Implementation Four: Precise Permissive Field Of View
The Precise Permissive Field of View algorithm claims to contain no approximation and that it is (theoretically) artifact-free. I must admit I was skeptical at first, but it really is quite brilliant. The essential difference between it and Shadowcasting is that it checks for visibility of a tile from any point within the origin tile, instead of just the center of the origin tile as with Shadowcasting.
One pleasant advantage of the permissive approach is ‘corner peeking’; units will naturally see around a corner. When prototyping said feature in the Raycast-based solution, I was compelled to create a second ‘source of vision’ to effectively pretend that the peeking unit was in their corner tile and the tile beside it (that would grant them a clear view around the corner). I’m sure you’ll breathe a sigh of relief to know such drastic measures weren’t necessary.

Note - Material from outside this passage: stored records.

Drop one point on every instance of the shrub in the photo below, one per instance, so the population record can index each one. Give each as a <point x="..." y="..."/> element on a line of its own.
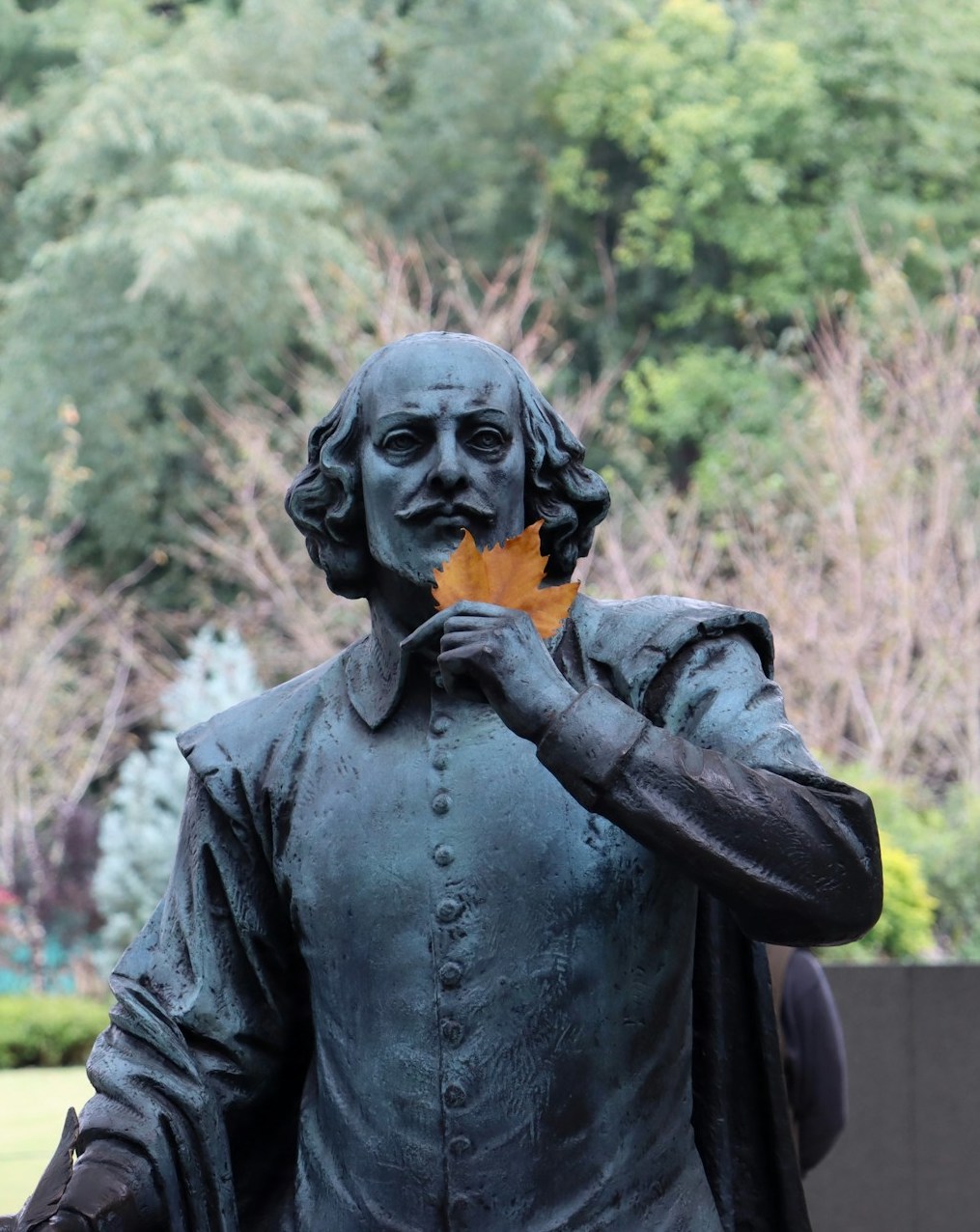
<point x="48" y="1030"/>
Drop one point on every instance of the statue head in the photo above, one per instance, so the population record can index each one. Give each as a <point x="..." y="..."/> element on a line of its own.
<point x="347" y="527"/>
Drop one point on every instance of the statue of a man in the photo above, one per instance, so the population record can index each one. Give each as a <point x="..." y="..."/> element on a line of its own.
<point x="458" y="937"/>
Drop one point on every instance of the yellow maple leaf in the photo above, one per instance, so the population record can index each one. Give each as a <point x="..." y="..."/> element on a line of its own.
<point x="508" y="574"/>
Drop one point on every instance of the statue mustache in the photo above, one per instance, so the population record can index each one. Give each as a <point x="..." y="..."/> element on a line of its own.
<point x="419" y="510"/>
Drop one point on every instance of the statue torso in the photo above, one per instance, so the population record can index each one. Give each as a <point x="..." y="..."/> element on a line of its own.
<point x="499" y="985"/>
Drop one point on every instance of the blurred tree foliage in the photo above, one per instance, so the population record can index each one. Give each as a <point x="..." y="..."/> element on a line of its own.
<point x="715" y="174"/>
<point x="182" y="183"/>
<point x="727" y="236"/>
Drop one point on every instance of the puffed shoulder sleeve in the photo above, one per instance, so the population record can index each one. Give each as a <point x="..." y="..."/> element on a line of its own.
<point x="208" y="1044"/>
<point x="709" y="772"/>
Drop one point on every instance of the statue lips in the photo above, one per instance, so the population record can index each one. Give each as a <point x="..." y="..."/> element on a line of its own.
<point x="442" y="516"/>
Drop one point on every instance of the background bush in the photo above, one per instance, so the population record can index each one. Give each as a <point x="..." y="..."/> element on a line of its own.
<point x="48" y="1030"/>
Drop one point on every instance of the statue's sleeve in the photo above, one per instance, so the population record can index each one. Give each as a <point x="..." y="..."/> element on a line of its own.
<point x="712" y="775"/>
<point x="199" y="1075"/>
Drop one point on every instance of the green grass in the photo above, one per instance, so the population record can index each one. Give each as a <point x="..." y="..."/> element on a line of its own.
<point x="32" y="1106"/>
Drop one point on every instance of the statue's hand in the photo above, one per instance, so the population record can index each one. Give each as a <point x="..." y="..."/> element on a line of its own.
<point x="499" y="651"/>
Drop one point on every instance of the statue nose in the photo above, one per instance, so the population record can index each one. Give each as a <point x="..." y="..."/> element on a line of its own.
<point x="448" y="468"/>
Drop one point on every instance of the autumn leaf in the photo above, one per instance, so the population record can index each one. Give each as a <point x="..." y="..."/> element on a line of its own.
<point x="508" y="574"/>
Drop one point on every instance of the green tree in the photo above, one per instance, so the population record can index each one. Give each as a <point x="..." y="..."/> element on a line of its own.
<point x="720" y="172"/>
<point x="138" y="831"/>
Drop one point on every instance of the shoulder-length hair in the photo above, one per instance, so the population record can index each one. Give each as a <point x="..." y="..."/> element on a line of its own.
<point x="324" y="499"/>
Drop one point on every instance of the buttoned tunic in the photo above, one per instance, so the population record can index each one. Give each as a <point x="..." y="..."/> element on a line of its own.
<point x="462" y="963"/>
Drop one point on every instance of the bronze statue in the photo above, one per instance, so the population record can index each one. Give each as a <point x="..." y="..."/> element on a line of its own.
<point x="458" y="936"/>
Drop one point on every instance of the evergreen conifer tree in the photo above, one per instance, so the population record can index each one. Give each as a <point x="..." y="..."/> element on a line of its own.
<point x="139" y="829"/>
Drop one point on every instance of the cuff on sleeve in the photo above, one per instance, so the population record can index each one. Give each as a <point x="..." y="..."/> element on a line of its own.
<point x="584" y="744"/>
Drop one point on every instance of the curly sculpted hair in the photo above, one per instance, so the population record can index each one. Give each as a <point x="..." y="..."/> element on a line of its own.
<point x="324" y="499"/>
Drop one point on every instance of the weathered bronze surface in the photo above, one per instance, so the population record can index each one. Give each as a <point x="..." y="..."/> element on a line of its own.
<point x="459" y="931"/>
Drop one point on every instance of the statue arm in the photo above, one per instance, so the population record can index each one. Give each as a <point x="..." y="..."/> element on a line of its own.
<point x="714" y="777"/>
<point x="206" y="1046"/>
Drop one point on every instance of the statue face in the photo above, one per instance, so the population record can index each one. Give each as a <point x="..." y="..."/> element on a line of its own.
<point x="441" y="452"/>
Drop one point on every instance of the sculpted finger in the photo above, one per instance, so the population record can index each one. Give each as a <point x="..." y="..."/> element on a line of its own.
<point x="427" y="633"/>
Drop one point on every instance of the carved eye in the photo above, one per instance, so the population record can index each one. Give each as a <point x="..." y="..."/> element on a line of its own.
<point x="487" y="440"/>
<point x="400" y="441"/>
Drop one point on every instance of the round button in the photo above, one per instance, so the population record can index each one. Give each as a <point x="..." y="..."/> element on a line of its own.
<point x="459" y="1209"/>
<point x="450" y="974"/>
<point x="451" y="1031"/>
<point x="448" y="910"/>
<point x="454" y="1096"/>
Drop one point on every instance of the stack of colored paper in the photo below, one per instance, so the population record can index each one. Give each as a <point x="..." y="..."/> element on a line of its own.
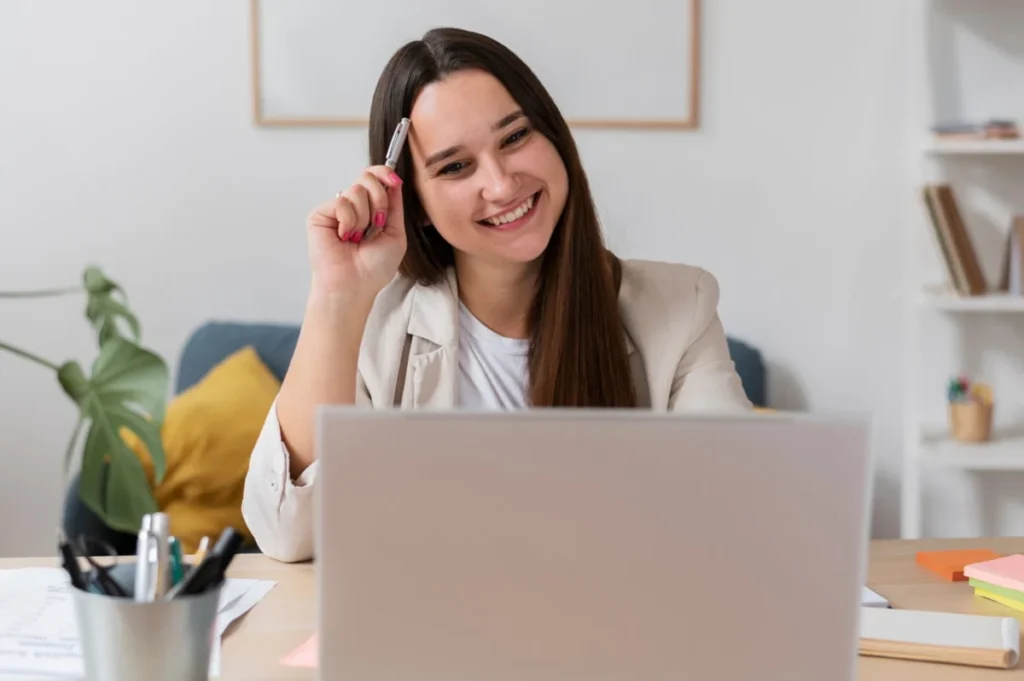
<point x="1000" y="580"/>
<point x="949" y="564"/>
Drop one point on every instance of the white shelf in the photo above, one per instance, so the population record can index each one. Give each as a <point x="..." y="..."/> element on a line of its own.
<point x="1004" y="453"/>
<point x="976" y="146"/>
<point x="948" y="300"/>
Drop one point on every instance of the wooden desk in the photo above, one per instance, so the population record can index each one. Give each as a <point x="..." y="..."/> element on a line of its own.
<point x="286" y="618"/>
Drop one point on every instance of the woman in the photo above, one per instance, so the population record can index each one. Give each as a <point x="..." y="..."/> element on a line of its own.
<point x="484" y="285"/>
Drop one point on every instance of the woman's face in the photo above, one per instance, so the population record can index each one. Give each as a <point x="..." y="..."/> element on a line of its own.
<point x="492" y="185"/>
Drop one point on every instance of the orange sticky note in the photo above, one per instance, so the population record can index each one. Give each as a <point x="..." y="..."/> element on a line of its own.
<point x="949" y="564"/>
<point x="304" y="655"/>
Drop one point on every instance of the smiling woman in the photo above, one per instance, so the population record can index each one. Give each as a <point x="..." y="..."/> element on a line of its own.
<point x="484" y="284"/>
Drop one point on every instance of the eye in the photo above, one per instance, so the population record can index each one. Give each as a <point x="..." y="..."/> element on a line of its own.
<point x="452" y="168"/>
<point x="516" y="136"/>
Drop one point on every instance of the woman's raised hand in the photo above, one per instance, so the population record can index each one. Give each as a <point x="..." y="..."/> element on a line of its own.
<point x="357" y="240"/>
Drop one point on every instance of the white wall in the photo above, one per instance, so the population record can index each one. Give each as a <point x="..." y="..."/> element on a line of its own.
<point x="126" y="139"/>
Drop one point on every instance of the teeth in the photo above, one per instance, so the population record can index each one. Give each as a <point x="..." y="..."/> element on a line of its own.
<point x="513" y="215"/>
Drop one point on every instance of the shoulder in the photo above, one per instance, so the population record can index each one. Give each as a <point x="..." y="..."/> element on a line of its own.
<point x="666" y="301"/>
<point x="650" y="286"/>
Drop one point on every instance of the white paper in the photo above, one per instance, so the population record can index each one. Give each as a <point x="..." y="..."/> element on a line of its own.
<point x="942" y="629"/>
<point x="39" y="634"/>
<point x="870" y="598"/>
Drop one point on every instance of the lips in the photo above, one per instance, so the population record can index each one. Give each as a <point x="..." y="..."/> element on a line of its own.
<point x="513" y="217"/>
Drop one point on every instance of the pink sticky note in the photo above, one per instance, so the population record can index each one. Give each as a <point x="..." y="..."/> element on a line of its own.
<point x="304" y="655"/>
<point x="1007" y="571"/>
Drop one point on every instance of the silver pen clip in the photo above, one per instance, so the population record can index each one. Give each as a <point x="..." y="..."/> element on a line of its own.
<point x="397" y="141"/>
<point x="145" y="565"/>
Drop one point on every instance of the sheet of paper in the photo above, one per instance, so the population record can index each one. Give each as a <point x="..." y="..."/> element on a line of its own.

While the permissive approach proved itself to be exactly what I needed for Struggle, there is no one sight solution to rule them all. For example, Recursive Shadowcasting is optimal for many roguelike games where it’s used to mimic a light source at the point of the player – or indeed to actually cast shadows upon the map in a 2D lighting system.
Because Struggle is a tile-based strategy game, I didn’t explore options that relied on the 3D engine like creating 3D ‘cone of vision’ volumes or anything of that nature. I’d be interested to find out what the popular techniques in this vein are.